What I tried / what I saw
Description quality is the entire distribution game. When multiple MCP servers compete in a registry, description quality is what agents use to decide which one to call.“Standard-compliant descriptions achieved 72% selection probability in competitive MCP registries vs. 20% baseline”— arXiv 2602.18914 A 3.6x difference in agent routing — from the same underlying functionality — purely from how the tool is described. That is not a documentation problem. That is a distribution problem. Developers understand search ranking. They understand that two pages serving the same content can have wildly different organic traffic based on how well they are optimized. The same logic now applies to tools. If your competitor’s MCP server has a better description of what the tool does, when to use it, what its limitations are, and what parameters it expects — their tool gets called. Yours does not. The failure mode with bad descriptions is not just lost routing. It is also that when things go wrong mid-task, agents cannot recover. A practitioner on dev.to documented what happened when they restructured error messages for LLM consumption: Before:
“Moved from ~20% to ~95% error recovery by restructuring errors for LLM consumption.”— dev.to/johnonline35 The difference between those two error messages is not verbosity — it is recoverability. A human reading “Element not found” has years of context to draw on. An agent reading it has only what is in the response. Every error message that does not include a recovery path is a dead end. Cloudflare challenged the entire MCP-tools assumption. The assumption baked into most MCP guidance is that you expose your API surface as MCP tools, with OpenAPI specs describing each one. Cloudflare’s Code Mode (September 2025) reported something surprising:
“Rather than MCP tools (60-line YAML OpenAPI specs), expose TypeScript interfaces (~15 lines) that agents write code against. Reported 81% token reduction vs. traditional tool-calling.”— Cloudflare Code Mode, Sept 2025 81% fewer tokens for the same functionality. For high-frequency, well-typed APIs, letting agents write code against a TypeScript interface instead of calling pre-defined tools may be a strictly better design. The interface is shorter, more expressive, and gives the agent flexibility to compose operations that a rigid tool definition would not allow. This also means the competitive window is real but short. If wrapping REST in MCP is low-friction, every team can do it quickly. The teams that win will be the ones that treat their tool descriptions as a product — with the same rigor they apply to their actual API surface.
What sticks
Three things follow from these findings: Treat your tool descriptions as a product surface. The six components that empirically separate high-selection descriptions from low-selection ones are: purpose, guidelines (when and how to invoke), limitations, parameter intent (not just types), examples, and appropriate length for complexity. Most teams have none of these. Adding them is not a documentation sprint — it is competitive positioning. Redesign every error response as a recovery plan. The pattern is: error code, human-readable message,is_retriable boolean, retry_after_seconds, documentation_url, and allowed_next_actions. An agent that knows "allowed_next_actions": ["reduce_amount", "request_limit_increase"] can recover autonomously. An agent that gets "Error: payment failed" cannot.
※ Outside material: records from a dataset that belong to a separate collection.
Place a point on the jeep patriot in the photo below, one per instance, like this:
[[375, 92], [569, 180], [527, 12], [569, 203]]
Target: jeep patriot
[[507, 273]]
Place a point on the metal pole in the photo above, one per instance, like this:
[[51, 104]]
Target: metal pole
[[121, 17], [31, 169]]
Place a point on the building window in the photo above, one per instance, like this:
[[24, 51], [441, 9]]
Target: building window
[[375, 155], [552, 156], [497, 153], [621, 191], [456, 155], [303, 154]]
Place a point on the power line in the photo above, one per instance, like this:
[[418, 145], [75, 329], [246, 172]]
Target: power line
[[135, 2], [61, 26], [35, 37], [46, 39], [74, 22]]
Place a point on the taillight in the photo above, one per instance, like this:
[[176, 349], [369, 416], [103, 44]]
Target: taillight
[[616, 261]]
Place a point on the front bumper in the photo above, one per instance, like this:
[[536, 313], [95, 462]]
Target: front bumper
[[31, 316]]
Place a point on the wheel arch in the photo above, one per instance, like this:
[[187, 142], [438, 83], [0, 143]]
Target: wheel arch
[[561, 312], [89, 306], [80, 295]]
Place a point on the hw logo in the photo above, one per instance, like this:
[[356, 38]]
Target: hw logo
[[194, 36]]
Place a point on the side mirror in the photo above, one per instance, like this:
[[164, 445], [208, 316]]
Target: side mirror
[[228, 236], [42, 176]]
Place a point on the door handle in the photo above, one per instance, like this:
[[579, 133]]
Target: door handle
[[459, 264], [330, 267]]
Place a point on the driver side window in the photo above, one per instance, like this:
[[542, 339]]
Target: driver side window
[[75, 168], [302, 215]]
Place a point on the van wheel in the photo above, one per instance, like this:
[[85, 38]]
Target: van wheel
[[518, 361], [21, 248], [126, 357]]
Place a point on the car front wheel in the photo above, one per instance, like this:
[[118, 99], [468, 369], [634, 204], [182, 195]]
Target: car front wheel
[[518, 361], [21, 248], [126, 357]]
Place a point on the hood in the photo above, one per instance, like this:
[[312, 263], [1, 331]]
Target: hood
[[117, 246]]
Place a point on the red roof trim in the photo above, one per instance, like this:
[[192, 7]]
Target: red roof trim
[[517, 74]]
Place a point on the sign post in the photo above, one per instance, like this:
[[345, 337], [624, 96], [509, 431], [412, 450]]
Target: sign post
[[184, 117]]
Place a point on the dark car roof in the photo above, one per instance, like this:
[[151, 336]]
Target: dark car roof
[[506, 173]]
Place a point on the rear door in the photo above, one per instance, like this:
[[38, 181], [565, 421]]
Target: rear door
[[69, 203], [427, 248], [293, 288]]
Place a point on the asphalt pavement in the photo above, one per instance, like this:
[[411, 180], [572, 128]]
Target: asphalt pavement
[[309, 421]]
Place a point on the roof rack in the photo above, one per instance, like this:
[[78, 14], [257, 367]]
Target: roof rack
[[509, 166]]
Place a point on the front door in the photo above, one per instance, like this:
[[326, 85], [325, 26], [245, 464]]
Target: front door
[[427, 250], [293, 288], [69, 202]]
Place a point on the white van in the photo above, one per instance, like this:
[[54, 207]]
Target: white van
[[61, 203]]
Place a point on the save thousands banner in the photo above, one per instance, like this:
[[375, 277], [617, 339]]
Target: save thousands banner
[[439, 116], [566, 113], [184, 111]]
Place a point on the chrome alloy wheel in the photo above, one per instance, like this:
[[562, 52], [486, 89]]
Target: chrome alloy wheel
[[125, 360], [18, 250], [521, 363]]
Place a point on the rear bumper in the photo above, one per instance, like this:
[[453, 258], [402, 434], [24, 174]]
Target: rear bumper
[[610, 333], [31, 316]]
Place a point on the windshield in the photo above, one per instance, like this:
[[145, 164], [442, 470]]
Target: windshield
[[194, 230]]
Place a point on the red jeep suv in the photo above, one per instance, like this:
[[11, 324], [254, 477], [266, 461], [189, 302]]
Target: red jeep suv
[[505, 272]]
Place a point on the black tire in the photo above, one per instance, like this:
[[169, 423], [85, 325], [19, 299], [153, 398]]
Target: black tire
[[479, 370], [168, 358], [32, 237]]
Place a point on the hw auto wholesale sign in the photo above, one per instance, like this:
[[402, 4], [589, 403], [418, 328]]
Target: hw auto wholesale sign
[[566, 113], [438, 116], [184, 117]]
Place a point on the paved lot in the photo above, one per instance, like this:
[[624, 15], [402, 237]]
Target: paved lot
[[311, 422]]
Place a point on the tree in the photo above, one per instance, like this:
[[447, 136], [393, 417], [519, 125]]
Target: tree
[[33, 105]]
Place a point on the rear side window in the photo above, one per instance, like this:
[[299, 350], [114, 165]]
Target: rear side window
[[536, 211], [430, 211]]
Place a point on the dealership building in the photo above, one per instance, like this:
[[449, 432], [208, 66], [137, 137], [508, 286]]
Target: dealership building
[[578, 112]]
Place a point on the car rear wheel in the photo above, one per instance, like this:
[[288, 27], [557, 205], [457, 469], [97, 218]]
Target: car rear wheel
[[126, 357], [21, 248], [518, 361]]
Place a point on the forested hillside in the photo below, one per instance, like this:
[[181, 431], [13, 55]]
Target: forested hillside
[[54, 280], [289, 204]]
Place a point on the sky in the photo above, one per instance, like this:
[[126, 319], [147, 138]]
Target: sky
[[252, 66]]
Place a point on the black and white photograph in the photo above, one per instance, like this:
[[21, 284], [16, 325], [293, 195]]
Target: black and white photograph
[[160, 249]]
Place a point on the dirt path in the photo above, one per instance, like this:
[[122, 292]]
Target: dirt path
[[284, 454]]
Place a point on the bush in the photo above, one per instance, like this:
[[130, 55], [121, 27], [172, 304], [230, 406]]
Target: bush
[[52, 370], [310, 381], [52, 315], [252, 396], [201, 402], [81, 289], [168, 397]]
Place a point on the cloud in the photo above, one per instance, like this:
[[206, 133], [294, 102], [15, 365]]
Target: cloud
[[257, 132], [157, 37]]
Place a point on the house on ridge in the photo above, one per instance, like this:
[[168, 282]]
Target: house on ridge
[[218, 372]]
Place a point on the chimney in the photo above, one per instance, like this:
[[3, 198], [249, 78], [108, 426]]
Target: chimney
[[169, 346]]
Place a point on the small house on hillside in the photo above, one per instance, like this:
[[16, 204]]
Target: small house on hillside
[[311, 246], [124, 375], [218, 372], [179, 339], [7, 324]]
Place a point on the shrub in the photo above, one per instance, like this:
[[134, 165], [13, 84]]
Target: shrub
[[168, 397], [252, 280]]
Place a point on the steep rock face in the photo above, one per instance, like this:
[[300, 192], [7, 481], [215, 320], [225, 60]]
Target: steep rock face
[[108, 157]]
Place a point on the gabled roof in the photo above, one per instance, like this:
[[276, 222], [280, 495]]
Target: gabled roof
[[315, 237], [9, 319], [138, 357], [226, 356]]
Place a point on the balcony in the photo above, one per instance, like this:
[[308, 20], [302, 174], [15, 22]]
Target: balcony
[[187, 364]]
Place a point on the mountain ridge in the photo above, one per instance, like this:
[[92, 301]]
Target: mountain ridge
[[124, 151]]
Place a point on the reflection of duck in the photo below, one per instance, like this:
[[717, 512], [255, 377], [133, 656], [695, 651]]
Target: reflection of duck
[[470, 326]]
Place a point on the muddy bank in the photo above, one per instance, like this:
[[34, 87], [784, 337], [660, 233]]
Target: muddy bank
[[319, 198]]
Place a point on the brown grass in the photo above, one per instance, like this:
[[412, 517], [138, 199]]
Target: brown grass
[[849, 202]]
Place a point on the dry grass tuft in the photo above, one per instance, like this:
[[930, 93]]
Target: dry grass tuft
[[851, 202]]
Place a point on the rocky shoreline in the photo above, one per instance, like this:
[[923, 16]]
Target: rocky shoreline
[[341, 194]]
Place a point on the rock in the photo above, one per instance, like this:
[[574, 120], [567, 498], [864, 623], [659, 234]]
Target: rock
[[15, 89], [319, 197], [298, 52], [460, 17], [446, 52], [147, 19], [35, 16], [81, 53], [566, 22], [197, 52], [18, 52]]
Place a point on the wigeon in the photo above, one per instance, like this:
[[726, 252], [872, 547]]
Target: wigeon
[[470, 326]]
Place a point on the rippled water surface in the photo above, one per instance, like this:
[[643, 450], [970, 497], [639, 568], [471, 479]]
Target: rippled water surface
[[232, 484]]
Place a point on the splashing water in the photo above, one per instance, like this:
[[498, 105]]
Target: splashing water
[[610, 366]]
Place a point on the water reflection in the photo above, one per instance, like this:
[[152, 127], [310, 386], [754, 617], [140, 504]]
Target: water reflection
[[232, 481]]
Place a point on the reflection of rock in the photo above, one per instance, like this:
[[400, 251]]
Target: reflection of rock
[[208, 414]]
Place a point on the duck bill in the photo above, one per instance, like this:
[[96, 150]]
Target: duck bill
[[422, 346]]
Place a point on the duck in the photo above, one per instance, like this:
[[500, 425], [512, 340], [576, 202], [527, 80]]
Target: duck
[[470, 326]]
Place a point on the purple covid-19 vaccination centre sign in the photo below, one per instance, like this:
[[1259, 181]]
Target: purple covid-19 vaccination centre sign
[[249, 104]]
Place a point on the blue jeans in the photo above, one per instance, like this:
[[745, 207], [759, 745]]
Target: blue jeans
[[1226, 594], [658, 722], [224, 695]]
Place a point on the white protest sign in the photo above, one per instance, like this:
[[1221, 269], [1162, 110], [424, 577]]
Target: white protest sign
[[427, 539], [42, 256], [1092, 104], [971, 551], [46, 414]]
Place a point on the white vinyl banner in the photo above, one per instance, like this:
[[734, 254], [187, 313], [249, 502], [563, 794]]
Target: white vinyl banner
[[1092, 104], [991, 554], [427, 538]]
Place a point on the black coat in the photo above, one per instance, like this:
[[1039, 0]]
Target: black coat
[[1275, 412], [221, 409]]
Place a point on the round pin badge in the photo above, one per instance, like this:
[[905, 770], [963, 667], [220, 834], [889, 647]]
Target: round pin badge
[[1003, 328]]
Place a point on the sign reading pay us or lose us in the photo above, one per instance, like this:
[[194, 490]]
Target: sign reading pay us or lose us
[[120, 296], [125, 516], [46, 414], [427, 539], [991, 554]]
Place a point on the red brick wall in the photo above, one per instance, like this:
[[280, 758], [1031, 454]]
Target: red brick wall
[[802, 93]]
Measure token cost as a design constraint. Whether you go MCP tools, TypeScript interfaces, or Arazzo workflow sequences — account for what loading your API surface costs in context. Teams that do this now will have a structural advantage as agent workloads scale.
The B2A economy runs on agent routing. Agent routing runs on description quality. That is the leverage point — and right now, 97% of the ecosystem is leaving it untouched.